Mystere Vic, 12e PIFF, Octobre 2007

Desert Dream








De Zhang Lu avec Bat-Ulzii, Seo Jung, Shin Dong Ho

G21m / Arizona Films, Corée du Sud/France

A la frontière entre Mongolie et Corée, dans une région aride où la steppe est menacée par la désertification galopante, un homme, Hangai, vit là avec sa petite famille jusqu’au jour où sa fille, malade, doit aller se faire soigner à Ulambator. Hangai choisit de rester là, seul. Dans un pays où les distances se comptent en jours de cheval, il n’a pas l’occasion de rencontrer beaucoup de monde jusqu’à ce que des voyageurs passent et s’arrêtent dans sa yourte. Soon-hee et son fils Chang-ho sont des réfugiés nord-coréens. Ils ont marché depuis des jours après avoir fui la dictature qui a quand même eu raison du père de Chang-ho, abattu lors de la traversée de la rivière. Depuis, Soon-hee est muette et cède à son fils qui demande à rester avec Hongai plutôt que d’errer sans but, dans une fuite permanente.

Desert dream est un film minimaliste sur tous les plans : celui de la mise en scène avec de longs plans-séquences et des cadres fixes où l’absence de dialogues est compensée par une gestuelle presque théâtrale.
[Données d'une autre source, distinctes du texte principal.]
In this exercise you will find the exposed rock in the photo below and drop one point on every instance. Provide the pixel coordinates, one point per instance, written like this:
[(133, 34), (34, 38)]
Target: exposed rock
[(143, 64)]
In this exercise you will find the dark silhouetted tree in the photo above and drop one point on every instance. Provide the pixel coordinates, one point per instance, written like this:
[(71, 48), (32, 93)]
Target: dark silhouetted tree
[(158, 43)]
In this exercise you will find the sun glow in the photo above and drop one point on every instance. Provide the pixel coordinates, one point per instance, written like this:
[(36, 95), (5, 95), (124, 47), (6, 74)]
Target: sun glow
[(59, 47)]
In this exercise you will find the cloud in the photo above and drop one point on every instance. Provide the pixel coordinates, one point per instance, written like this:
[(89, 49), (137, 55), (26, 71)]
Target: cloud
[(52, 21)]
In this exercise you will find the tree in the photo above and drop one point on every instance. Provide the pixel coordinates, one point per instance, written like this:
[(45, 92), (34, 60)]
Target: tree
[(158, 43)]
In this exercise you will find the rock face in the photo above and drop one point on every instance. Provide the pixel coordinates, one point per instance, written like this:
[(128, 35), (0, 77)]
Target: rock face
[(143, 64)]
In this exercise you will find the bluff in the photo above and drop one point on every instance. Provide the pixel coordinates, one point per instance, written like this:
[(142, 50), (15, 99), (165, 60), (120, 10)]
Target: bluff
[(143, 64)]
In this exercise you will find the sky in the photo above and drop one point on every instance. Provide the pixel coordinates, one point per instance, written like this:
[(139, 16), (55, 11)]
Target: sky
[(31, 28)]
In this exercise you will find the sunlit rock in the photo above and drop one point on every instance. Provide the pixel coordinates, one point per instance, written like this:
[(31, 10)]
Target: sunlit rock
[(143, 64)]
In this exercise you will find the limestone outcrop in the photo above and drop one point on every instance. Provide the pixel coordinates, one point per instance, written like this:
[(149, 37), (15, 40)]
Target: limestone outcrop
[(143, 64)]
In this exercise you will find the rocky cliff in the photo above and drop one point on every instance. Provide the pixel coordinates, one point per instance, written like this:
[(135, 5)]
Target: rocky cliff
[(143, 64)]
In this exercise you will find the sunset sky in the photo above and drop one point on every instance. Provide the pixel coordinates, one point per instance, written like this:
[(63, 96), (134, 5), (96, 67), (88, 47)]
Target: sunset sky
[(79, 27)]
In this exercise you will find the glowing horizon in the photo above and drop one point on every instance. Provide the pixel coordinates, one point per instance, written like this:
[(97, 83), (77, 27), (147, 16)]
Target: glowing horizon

Au niveau du scénario, l’action se résume finalement à peu de choses. La petite famille reconstituée tente de stopper la marche inexorable du désert en plantant des arbres. Soon-hee adhère à cette cause et la fait sienne. Elle s’y donne entièrement jusqu’à prendre la relève lorsque Hangai doit partir pour la capitale. Enfin, sur le plan sonore, pas de musique ou presque. Que le son du vent et des chèvres. Parfois l’arrivée d’une voyageuse mongole met un peu de piment dans la vie de cet homme livré à lui-même et à la nature. Mais alors qu’il doit rejoindre sa fille qui va plus mal à Ulambator, il laisse la yourte à ses visiteurs sédentarisés. Ces derniers ne vont pourtant pas tarder à repartir. Leur véritable destination est la Corée du Sud, après tout.
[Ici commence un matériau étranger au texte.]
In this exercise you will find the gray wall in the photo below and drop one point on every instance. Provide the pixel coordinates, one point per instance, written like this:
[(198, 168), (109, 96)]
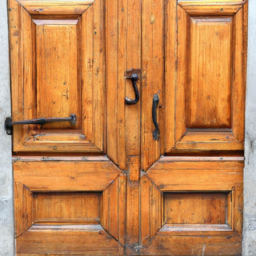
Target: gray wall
[(6, 194), (249, 239)]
Ce film est finalement une allégorie sur l’aridité d’une vie dans cette région du monde. Desert dream est d’abord le partage d’un rêve, celui d’une vie libre à l’écart du monde et face à la nature mais une vie austère et rude qui ne laisse pas d’alternative autre que le départ. Celui de stopper l’avancée d’un désert qui gagne le cœur des hommes et assèche les consciences mais constitue une frontière entre deux mondes invisibles qui s’apprivoisent peu à peu.